David Ayer has created a film that at its core is at conflict with itself: cops are just like us, but not really. We have bad days; cops have worse ones. We get tuned up at weddings and discuss politics or Game of Thrones; cops reminisce over departed partners and lament fallen victims. Were this simply a story that identifies these differences or rejoices in showing us just how dangerous and often times unpleasant a police officer’s job really is, it wouldn’t be anything more than a redoux of Ayer’s (as writer) Training Day. Instead, it’s one of those rare films that isn’t just entertainment–this is ninety minutes of the best and worst of humanity.
“We’re cops. Everyone wants to kill us.” Jake Gyllenhaal and Michael Pena play Taylor and Zavala, police partners in South Central Los Angeles. Young and cocky, they banter a lot, they’re charming and clever, and they take pride in their work; they’re hotshot cops in an extremely gun-happy precinct. We care about them immediately. Through various methods of recording, lapel cameras, dash cams in the squad car, or Taylor’s own hand-held, we see virtually everything that happens on the pair’s watch–which gets plenty intense–but it’s during the interludes off the job that show the partners interacting candidly with each other or Taylor processing what he’s seen (it’s his story, after all) that we really come to know and care about these men. Who they are is almost more interesting than what they do, but among the drugs, the guns, the assaults, and everything else, what they do drives the film. We get a clear sense from the very beginning (as suggested by the title) that this story will not end well, the only question is when and where.

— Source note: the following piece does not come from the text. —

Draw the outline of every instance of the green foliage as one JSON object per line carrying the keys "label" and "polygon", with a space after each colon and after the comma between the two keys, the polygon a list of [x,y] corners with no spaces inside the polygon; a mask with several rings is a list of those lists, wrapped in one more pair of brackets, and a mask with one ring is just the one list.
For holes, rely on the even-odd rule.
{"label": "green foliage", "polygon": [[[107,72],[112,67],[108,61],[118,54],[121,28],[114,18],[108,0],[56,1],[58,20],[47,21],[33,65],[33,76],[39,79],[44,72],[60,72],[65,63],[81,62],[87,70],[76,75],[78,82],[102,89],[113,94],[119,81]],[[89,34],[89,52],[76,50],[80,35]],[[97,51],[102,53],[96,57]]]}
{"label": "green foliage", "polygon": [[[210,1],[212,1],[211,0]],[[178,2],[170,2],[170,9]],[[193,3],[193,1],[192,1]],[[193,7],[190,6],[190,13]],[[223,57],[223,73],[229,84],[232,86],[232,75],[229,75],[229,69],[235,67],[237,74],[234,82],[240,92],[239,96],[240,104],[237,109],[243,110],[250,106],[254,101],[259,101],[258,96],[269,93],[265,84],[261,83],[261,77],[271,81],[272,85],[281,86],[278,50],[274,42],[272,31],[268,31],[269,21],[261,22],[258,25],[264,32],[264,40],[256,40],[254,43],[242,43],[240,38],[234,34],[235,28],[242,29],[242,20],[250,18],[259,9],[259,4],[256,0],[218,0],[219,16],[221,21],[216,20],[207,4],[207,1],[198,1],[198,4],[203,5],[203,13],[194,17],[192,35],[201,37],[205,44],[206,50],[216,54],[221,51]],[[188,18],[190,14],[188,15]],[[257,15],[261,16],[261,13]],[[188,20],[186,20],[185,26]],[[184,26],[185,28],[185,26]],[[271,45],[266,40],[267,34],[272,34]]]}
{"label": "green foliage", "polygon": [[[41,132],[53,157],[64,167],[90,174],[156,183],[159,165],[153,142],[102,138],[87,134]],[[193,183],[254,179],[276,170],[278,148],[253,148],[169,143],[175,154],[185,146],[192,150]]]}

“Watch your six.” Almost as important as the events themselves is the way they’re shot, technically. Taylor’s cameras record much of the activity, but he’s not the only one filming; the street gangs and later the cartel also film and are filmed. Seeing the shots through constantly changing methods and perspectives provides a chaotic and somewhat reality-based feel, but it also speaks to the bigger, cultural issue of broadcasting everything, no matter how alarming, no matter how personal. A makeshift street gang early on films their attack on a rival house but nearly turn on each other over minor disagreements in the car on the way over–caught on film. One of the most sobering segments show two police colleagues, one male, one female, in what can only be described as the very worst on-the-job outcomes possible–all caught on Taylor’s lapel camera.
Reality television has become a nationwide obsession, but are we ready for this much reality? It’s heavy. As these officers are never really out of harm’s way, they must constantly be expecting the next assault even before they finish investigating the most current (at a crime scene one tells his rookie partner, “Stand over there and make sure no one shoots us,” simply so they can get a better look at a vehicle used in a drive-by). They protect us, but they have to protect each other, too, and this is really what the film is about.
So watch your Kardashians, sleep tight, and thank a cop and his partner. Their jobs are harder than you’ll ever know.